The city's only rail operator said it will offer it's "top performing" staff pay increases of roughly 6.8 percent under its performance-based salary review plan.
The system based on a descending five-point scale offers level 4 employees a 5.4 percent increase. Level 3 workers will be given a 4.5 percent increase. The remainder of staff will be given a scant 2.3 percent, or nothing.
Most employees are also entitled to two types of bonus - 20 percent and 85 percent of one month's pay.
Unions had demanded a 7 percent raise across the board.
Union representatives met with corporate management on Wednesday afternoon to discuss the salary adjustment.
After the meeting, Lam Wai-keung, vice-chairman of the Hong Kong MTR Staff General Association, expressed "regret and disappointment" to the offer.
"Over half of staff, getting a 4.5 percent salary increase, will not share in the company's profits," Lam said. "At the same time, the company ignored their contributions as well as the hardships facing the inflation."
"We strongly demand the company to continue communicate with unions to formulate necessary and reasonable adjustment," Lam added.

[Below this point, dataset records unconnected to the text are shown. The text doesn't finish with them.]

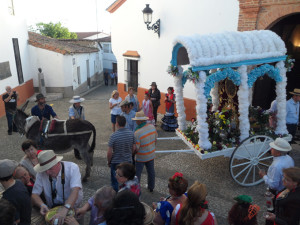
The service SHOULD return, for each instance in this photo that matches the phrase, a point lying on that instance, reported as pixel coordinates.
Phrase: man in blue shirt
(42, 110)
(292, 112)
(128, 113)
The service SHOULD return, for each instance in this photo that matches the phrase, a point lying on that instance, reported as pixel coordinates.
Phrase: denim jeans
(139, 166)
(114, 182)
(10, 124)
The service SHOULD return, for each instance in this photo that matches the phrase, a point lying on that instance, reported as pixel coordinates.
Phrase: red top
(208, 221)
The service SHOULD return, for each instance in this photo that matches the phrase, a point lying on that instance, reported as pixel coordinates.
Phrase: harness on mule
(54, 191)
(47, 127)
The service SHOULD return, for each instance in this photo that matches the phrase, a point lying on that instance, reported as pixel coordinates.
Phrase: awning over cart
(235, 48)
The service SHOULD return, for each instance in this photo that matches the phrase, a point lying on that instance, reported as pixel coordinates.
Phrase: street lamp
(148, 19)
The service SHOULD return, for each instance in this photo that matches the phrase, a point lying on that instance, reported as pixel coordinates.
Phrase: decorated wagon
(239, 58)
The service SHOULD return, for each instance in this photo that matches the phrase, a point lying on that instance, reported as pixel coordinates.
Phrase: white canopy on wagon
(242, 50)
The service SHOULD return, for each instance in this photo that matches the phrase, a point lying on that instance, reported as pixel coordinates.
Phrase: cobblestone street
(213, 172)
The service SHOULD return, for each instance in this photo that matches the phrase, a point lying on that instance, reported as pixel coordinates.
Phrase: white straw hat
(140, 116)
(281, 145)
(76, 99)
(47, 159)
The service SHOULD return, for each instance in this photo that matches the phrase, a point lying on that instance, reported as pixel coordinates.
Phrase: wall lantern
(148, 19)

The city's overall consumer prices rose by 5 percent year on year in May.
The Hong Kong Railway Employers Union delegates staged a walkout in the middle of the meeting to show their disapproval of the offer.
Poon Kin-pong, the union's chairman, complained that the company discriminates against frontline workers.
"Employers in senior positions are getting a double-digit percent increase but the already low-paid staff get only single-digits. This only shows that the company shows favoritism to the senior (staff)," said Poon.
MTR's net profit for 2010 rose to HK$12.06 billion, from HK$9.64 billion in 2009. The average pay increase in 2010 was 2.5 percent.
Lo Tung-ki, vice-chairman of the Hong Kong Railway Workers General Union, criticized the scaling system, calling it too "harsh" since around half of staff are appraised as "average".
"Most staff have done their best to maintain qualified and efficient service to the public and their hard work should be reasonably rewarded," Lo said.
Spokesman for the MTR said the company had consulted 28 well regarded, large-scale enterprises before formulating its benchmark pay increases.
Unions said they will consult their members to "determine the way forward".